SPECIALE CENT’ANNI DI INGRID BERGMAN
“Vivere e morire a Casablanca”
Ciò che diventa oggetto di culto necessita, secondo l’analisi di Umberto Eco, di una natura “smontabile”. Casablanca, collettore universale di archetipi codificati, cliché e moduli fissi, rappresenta l’hic et nunc eterno di tale meccanismo, un’opera esemplare che contiene in sé il transitorio e l’immutabile.
L’avventura e il melodramma convivono nel refugium peccatorum di Casablanca, crocevia in cui annaspano i lestofanti, complottano le spie e cercano la via di fuga i profughi che intanto attendono tra le vie malfamate. Alle coordinate fisiche del porto di mare in cui si fa scalo per raggiungere la libera America, fanno poi riscontro quelle emozionali espresse da una delle coppie più iconiche della storia del cinema – Humphrey Bogart e Ingrid Bergman –, amanti perduti nella tragedia (nazista) più grande della storia contemporanea. A Casablanca si ritrovano nel Rick’s Bar, torbido avamposto per bische clandestine, ma Ilsa arriva con Victor Laszlo, leader cecoslovacco della Resistenza, anche se il suadente intro di As Time Goes By cambierà per sempre il suo soggiorno nel Marocco francese. Si è detto già tutto su Casablanca, ma non si è mai riflettuto abbastanza sul tormento melanconico che lega a doppio filo la Storia universale a quelle individuali e sublima, fluidificandoli, i desideri propagandistici di una nazione intera intenta a riformulare se stessa come baluardo antinazista, soprattutto all’interno degli studios. Cinema non solo politico, grazie all’apporto di Edward Koch in veste di terzo sceneggiatore, ma anche romantico e idealista, per merito del riadattamento dei gemelli Epstein dal dramma teatrale Everybody Comes to Rick’s. Tra le battute a effetto del copione teatrale che alleggeriscono i toni e i movimenti melliflui da spy story sentimentalistica, la grande epopea di Curtiz è costruita sui primi piani di “Bogey” e Ingrid Bergman, fari luminosi di una scena girata per tre quarti al Rick’s Bar, il locale gestito dal fascinoso avventuriero newyorchese in cui piomba improvvisa l’unica donna che abbia mai davvero amato e a cui Bergman infonde il doloroso trauma dell’amore-passione stendhaliano.
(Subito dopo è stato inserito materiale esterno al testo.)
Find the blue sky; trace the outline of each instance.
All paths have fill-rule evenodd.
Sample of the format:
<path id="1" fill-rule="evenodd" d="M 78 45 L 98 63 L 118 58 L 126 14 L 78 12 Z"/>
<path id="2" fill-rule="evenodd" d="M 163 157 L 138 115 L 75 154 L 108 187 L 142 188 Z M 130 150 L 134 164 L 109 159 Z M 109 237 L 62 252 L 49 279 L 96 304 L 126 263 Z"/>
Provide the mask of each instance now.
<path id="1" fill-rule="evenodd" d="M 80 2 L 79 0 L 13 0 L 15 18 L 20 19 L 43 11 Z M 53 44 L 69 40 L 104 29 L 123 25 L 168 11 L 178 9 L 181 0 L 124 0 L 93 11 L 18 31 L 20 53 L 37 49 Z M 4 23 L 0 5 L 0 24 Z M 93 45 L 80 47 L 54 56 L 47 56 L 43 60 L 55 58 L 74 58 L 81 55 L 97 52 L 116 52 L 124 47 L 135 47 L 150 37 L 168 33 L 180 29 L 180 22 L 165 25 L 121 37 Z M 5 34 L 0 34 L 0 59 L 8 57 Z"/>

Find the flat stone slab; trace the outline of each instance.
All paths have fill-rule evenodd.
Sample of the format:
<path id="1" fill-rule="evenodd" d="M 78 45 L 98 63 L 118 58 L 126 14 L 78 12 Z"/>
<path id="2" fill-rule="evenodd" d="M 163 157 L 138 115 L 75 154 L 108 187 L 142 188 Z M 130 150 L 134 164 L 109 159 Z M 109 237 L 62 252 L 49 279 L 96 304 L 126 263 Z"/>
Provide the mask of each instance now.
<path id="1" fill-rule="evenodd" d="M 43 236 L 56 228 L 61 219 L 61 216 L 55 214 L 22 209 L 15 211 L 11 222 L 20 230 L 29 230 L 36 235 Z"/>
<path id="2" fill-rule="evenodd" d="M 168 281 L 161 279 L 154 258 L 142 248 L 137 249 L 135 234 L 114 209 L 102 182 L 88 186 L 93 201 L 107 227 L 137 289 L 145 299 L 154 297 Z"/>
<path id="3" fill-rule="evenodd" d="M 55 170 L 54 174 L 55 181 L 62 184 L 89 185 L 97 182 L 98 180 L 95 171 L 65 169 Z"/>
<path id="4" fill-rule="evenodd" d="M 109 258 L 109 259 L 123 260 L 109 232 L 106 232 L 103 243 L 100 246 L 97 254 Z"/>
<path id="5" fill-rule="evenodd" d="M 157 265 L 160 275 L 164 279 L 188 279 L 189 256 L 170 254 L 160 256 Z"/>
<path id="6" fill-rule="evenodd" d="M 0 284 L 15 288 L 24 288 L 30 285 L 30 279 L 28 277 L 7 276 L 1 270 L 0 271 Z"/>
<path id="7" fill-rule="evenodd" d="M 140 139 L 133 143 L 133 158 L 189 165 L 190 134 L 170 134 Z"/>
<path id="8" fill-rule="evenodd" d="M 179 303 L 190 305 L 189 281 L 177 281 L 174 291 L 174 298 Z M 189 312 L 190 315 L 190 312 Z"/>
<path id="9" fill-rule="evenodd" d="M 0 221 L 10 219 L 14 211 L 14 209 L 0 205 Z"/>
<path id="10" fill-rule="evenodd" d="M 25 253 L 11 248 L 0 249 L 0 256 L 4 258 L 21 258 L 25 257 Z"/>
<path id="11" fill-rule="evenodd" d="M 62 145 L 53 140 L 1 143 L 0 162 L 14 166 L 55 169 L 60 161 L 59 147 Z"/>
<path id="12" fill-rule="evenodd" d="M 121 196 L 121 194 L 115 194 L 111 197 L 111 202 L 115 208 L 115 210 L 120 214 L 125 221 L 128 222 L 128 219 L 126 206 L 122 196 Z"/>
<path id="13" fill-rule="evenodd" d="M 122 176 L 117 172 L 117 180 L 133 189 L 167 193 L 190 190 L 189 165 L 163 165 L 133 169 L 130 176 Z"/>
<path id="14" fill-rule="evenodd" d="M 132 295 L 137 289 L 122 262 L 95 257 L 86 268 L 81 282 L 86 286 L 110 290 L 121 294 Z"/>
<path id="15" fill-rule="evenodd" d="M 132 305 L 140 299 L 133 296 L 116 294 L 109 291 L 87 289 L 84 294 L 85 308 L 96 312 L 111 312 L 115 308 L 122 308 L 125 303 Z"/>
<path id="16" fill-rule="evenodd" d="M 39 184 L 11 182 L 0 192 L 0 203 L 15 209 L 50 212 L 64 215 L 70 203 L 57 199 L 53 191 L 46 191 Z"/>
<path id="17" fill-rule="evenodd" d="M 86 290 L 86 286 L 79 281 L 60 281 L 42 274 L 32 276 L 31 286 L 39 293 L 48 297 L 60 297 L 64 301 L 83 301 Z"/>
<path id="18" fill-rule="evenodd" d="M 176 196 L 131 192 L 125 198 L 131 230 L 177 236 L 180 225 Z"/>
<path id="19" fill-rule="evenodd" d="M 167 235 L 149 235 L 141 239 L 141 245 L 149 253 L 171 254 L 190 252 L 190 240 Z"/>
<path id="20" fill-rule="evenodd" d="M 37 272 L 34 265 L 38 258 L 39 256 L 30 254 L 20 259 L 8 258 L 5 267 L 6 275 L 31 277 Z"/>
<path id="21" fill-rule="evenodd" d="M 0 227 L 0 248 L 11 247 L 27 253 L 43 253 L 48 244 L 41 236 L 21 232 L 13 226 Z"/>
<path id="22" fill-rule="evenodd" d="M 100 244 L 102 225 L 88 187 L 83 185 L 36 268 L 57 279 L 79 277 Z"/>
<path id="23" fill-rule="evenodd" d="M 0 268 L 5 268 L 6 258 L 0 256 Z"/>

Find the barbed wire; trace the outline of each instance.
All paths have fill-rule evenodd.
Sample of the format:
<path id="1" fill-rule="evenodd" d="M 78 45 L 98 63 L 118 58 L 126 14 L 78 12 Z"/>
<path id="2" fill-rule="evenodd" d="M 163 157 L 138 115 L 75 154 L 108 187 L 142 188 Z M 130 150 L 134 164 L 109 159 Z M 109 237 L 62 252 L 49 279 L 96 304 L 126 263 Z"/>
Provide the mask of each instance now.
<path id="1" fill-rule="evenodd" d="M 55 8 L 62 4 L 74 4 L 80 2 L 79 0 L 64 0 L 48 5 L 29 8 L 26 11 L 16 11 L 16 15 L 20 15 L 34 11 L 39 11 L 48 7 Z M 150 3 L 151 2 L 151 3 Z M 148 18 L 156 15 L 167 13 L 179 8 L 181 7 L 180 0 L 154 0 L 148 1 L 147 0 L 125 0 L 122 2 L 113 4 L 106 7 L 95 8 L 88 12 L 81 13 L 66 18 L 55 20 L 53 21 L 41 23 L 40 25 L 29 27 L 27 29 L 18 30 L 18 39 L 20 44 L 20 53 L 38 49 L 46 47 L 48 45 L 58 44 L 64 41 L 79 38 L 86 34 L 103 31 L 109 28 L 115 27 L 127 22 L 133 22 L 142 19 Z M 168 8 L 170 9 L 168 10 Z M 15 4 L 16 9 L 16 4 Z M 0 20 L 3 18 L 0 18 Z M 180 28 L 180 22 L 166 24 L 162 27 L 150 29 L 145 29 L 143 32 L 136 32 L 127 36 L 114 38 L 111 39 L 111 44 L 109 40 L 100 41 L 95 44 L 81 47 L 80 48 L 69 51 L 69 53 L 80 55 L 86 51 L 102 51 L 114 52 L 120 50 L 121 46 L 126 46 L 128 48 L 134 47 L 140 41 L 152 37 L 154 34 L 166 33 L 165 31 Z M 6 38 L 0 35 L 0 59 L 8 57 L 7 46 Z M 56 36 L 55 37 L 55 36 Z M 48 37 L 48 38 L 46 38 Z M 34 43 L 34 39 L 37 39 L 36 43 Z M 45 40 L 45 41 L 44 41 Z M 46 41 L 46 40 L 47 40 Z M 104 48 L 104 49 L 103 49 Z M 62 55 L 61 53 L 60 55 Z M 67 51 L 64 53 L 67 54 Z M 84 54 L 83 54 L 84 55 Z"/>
Come Noodles nella fumeria d’oppio in C’era una volta in America, Ilsa, dopo essersi ricongiunta con Rick, si riappropria di un passato sfuggente e può finalmente riascoltare la sua storia, messa a tacere anni prima dall’occupazione nazista di Parigi, luogo del loro primo incontro. Il fumo avvolge i ricordi nebulosi, le circonda l’ovale perfetto di un volto raffaellesco, espressione di ciò che l’attrice è sempre stata: seduzione semplice, romanticamente elusiva, tragica ma senza affettazione. Celebrando Casablanca, rendiamo omaggio, per il suo centenario, ad una diva algida e insieme appassionata, venuta dalla Svezia per conquistare la Grande Hollywood.
Casablanca [id., USA 1942] REGIA Michael Curtiz.
CAST Humphrey Bogart, Ingrid Bergman, Paul Henreid, Claude Rains, Peter Lorre.
SCENEGGIATURA Julius J. Epstein, Philip J. Epstein, Howard Koch (tratta dall’opera teatrale Everybody Comes to Rick’s di Murray Burnett e Joan Alison). FOTOGRAFIA Arthur Edeson. MUSICHE M.K. Jerome, Jack Scholl, Max Steiner, Herman Hupfeld.
Drammatico/Sentimentale, durata 102 minuti.